Q: Why is Kafka so fast?
Answer:
Kafka achieves extraordinary throughput (millions of messages/second) through several deliberate architectural decisions.
1. Sequential I/O (Append-Only Log)
Kafka writes messages to disk in a strictly sequential, append-only fashion. It never does random disk seeks.
Sequential disk writes are shockingly fast — often 600 MB/s+ on modern SSDs, compared to ~100 KB/s for random writes. This is because the OS can fully leverage disk write-ahead buffers and avoid head movement on HDDs.
2. Zero-Copy (sendfile)
When a consumer reads data, the normal path involves 4 copies:
Disk → Kernel Buffer → User Space → Socket Buffer → NIC
Kafka uses the Linux sendfile() system call to skip user space entirely:
Disk → Kernel Buffer → NIC (zero-copy, 2 copies instead of 4)
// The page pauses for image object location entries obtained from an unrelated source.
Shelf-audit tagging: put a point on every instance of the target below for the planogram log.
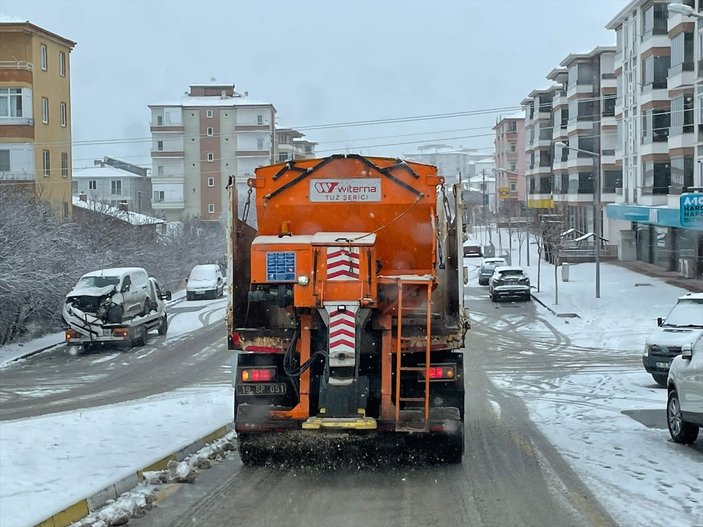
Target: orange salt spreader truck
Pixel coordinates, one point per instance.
(345, 306)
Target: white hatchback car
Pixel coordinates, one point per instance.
(205, 281)
(684, 409)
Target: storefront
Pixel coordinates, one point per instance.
(661, 240)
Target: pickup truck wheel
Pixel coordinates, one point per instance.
(680, 430)
(163, 325)
(660, 378)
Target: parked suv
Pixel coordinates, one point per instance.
(683, 325)
(487, 268)
(508, 281)
(684, 409)
(205, 281)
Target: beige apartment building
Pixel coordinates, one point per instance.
(202, 140)
(35, 112)
(511, 188)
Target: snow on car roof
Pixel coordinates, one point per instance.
(114, 271)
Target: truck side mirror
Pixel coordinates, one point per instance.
(686, 351)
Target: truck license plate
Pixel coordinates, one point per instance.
(261, 389)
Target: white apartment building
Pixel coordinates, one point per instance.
(202, 140)
(659, 139)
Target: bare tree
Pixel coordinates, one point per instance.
(41, 257)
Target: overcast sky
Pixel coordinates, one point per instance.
(318, 62)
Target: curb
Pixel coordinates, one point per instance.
(82, 508)
(559, 315)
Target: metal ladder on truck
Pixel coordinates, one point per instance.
(401, 424)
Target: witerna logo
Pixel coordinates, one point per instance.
(345, 190)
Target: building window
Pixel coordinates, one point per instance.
(45, 110)
(4, 160)
(682, 172)
(655, 71)
(63, 114)
(10, 102)
(46, 163)
(64, 164)
(682, 114)
(62, 63)
(43, 57)
(654, 20)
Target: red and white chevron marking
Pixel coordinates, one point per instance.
(342, 263)
(342, 331)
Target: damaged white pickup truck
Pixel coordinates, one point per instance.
(114, 306)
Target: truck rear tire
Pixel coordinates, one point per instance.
(250, 452)
(163, 325)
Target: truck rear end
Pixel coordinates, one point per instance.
(345, 305)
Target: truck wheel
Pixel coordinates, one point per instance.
(660, 378)
(250, 452)
(163, 325)
(453, 448)
(680, 430)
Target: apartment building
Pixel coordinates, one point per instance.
(291, 145)
(538, 148)
(35, 112)
(659, 133)
(586, 121)
(510, 165)
(201, 140)
(116, 183)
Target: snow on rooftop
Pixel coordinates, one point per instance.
(103, 171)
(215, 100)
(9, 19)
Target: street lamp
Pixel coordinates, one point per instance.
(596, 205)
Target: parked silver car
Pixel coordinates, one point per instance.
(684, 409)
(509, 280)
(487, 267)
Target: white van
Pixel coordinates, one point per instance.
(205, 281)
(682, 326)
(113, 295)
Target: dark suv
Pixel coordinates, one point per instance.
(509, 281)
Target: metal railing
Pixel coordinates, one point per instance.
(16, 65)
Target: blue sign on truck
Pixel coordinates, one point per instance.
(691, 206)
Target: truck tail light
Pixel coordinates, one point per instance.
(442, 372)
(258, 374)
(120, 332)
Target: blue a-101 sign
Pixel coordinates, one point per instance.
(691, 206)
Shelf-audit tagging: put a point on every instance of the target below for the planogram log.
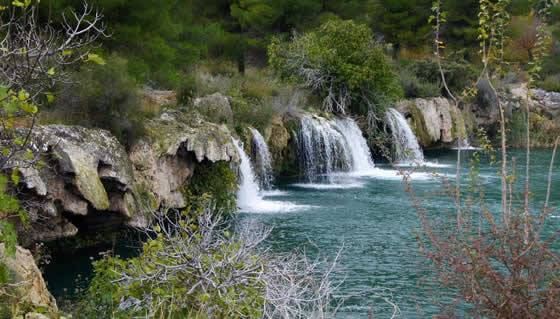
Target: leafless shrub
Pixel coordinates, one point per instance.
(33, 59)
(205, 258)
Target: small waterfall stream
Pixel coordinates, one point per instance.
(249, 196)
(263, 160)
(405, 143)
(329, 146)
(357, 145)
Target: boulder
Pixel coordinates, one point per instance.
(165, 159)
(30, 288)
(215, 107)
(548, 102)
(85, 171)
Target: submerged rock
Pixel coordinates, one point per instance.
(29, 289)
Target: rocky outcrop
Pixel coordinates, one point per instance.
(435, 121)
(83, 172)
(215, 107)
(154, 100)
(540, 101)
(29, 289)
(165, 160)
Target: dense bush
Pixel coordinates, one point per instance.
(215, 180)
(187, 91)
(342, 63)
(102, 96)
(253, 95)
(194, 266)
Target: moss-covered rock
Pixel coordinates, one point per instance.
(26, 289)
(166, 159)
(435, 121)
(82, 171)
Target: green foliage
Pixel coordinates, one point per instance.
(459, 74)
(216, 181)
(551, 83)
(416, 88)
(402, 22)
(102, 96)
(178, 295)
(10, 211)
(252, 95)
(187, 91)
(341, 62)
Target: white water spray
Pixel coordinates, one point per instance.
(357, 145)
(406, 146)
(330, 146)
(263, 160)
(249, 197)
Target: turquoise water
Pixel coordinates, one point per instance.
(373, 221)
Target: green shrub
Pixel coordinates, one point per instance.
(459, 74)
(187, 90)
(102, 96)
(342, 63)
(216, 181)
(551, 83)
(415, 88)
(252, 95)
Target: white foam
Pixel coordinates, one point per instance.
(330, 186)
(261, 206)
(389, 174)
(423, 164)
(467, 148)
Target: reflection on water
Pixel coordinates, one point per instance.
(373, 219)
(371, 216)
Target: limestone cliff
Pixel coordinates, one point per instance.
(435, 121)
(166, 158)
(87, 181)
(29, 290)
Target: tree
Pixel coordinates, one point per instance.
(342, 63)
(500, 262)
(34, 57)
(194, 266)
(402, 22)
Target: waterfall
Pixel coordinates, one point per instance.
(249, 197)
(248, 193)
(405, 143)
(357, 144)
(328, 146)
(262, 160)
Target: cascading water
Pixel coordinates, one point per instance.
(249, 197)
(263, 160)
(329, 146)
(405, 143)
(357, 145)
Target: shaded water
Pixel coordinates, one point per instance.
(372, 219)
(405, 143)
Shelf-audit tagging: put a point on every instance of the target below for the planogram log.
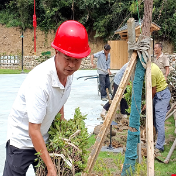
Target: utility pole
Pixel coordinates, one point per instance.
(34, 25)
(22, 52)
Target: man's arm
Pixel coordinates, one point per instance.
(167, 71)
(39, 145)
(92, 59)
(153, 91)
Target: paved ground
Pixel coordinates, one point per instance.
(84, 94)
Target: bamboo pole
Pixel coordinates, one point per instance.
(110, 115)
(149, 123)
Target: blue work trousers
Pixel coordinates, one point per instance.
(104, 83)
(160, 105)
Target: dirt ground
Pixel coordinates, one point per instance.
(11, 41)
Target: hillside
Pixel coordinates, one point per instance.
(11, 43)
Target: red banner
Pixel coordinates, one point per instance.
(34, 21)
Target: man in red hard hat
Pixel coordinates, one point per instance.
(41, 96)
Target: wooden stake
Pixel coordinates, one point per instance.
(110, 115)
(149, 122)
(132, 39)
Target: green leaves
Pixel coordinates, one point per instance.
(64, 140)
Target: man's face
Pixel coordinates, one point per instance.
(157, 49)
(66, 65)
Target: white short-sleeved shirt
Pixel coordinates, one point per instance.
(102, 62)
(40, 98)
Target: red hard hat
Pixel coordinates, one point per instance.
(72, 39)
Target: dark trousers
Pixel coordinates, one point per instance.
(18, 160)
(123, 103)
(104, 83)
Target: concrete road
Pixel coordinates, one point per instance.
(84, 94)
This eliminates context switches and memory copies, reducing CPU usage and increasing throughput dramatically.
3. Page Cache (OS-Level Caching)
Kafka does NOT manage its own in-memory cache. Instead, it relies on the OS page cache. When data is written to disk, the OS caches it in RAM. When consumers read recent data, it's served directly from the page cache — essentially a free, automatically managed in-memory read cache.
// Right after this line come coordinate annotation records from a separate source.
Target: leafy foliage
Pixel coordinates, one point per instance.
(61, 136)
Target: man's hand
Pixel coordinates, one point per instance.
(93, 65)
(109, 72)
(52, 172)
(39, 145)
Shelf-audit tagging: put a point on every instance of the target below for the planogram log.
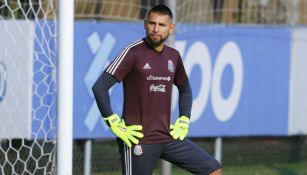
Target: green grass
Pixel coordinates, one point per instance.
(275, 169)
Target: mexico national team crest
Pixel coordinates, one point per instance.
(138, 150)
(170, 66)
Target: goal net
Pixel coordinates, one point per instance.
(27, 86)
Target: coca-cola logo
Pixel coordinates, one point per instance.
(2, 81)
(157, 88)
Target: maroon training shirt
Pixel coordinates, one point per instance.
(148, 77)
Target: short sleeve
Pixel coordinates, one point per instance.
(180, 74)
(122, 64)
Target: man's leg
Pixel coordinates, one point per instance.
(139, 159)
(190, 157)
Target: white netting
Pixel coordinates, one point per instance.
(27, 86)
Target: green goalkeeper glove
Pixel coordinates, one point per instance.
(126, 133)
(181, 128)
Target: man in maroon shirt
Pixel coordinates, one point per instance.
(148, 69)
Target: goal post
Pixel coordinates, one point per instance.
(65, 100)
(35, 93)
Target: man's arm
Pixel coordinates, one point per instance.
(185, 99)
(101, 93)
(117, 125)
(181, 127)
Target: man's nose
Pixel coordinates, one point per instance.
(156, 28)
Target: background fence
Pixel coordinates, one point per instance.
(286, 155)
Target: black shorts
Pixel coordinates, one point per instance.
(142, 159)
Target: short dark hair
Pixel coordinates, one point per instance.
(163, 9)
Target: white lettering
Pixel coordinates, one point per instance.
(157, 88)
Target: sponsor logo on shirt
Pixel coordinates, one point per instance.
(170, 66)
(146, 66)
(151, 77)
(157, 88)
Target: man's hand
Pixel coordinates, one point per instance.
(126, 133)
(181, 128)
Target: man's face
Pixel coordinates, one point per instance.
(158, 26)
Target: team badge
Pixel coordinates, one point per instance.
(138, 150)
(170, 66)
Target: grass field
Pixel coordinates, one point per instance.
(275, 169)
(240, 156)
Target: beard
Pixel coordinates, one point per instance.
(156, 42)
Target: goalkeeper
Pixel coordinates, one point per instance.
(148, 69)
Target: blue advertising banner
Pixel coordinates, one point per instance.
(239, 77)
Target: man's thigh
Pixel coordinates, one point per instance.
(139, 159)
(190, 157)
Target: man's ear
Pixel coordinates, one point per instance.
(145, 24)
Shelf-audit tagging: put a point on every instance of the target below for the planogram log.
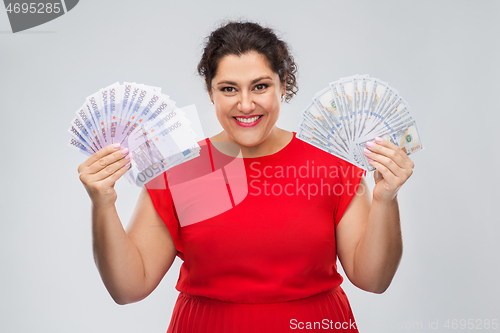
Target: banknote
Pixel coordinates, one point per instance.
(141, 118)
(354, 110)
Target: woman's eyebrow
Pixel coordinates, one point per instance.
(253, 81)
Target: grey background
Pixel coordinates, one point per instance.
(441, 55)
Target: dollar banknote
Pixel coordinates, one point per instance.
(354, 110)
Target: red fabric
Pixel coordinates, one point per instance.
(271, 256)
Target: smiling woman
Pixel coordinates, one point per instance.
(268, 261)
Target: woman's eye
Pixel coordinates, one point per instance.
(261, 86)
(228, 89)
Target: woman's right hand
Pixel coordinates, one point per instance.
(100, 172)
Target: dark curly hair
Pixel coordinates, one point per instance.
(241, 37)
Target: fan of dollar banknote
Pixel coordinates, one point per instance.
(140, 118)
(354, 110)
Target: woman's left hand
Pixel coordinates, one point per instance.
(393, 166)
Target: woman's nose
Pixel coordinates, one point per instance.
(246, 104)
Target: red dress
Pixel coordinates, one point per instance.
(264, 258)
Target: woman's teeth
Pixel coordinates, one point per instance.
(247, 120)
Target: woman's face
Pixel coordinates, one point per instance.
(247, 97)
Hot data (recent): Served from OS page cache (RAM speed)
Cold data (old): Read from disk (still fast due to sequential reads)
This is why Kafka's performance is often counter-intuitive: it writes to "disk" but reads from "memory."
4. Batching + Compression
Producers batch many messages together and optionally compress them. This means:
- Fewer network round trips
- Less disk I/O (one write for many messages)
- Smaller on-disk footprint
5. Partitioning (Horizontal Scaling)
Each partition is an independent log. Multiple partitions can be read/written in parallel across different brokers and consumers. Adding partitions and brokers scales throughput linearly.
6. No Per-Message Acknowledgment to Consumers
Unlike RabbitMQ (which tracks ACK per message), Kafka consumers simply track their offset position. There's no per-message bookkeeping on the broker side, which eliminates enormous overhead.
Summary
| Technique | Benefit |
|---|---|
| Sequential I/O | Fast disk writes, no seeks |
| Zero-copy (sendfile) | Minimal CPU for data transfer |
| Page cache | Hot data served from RAM |
| Batching | Amortized network/disk overhead |
| Compression | Less bandwidth and storage |
| Partition parallelism | Linear horizontal scaling |
| Offset-based tracking | No per-message broker state |
[!TIP] In interviews, the two killer points are sequential I/O and zero-copy. These are what fundamentally differentiate Kafka's performance from traditional message brokers that rely on random I/O and per-message routing.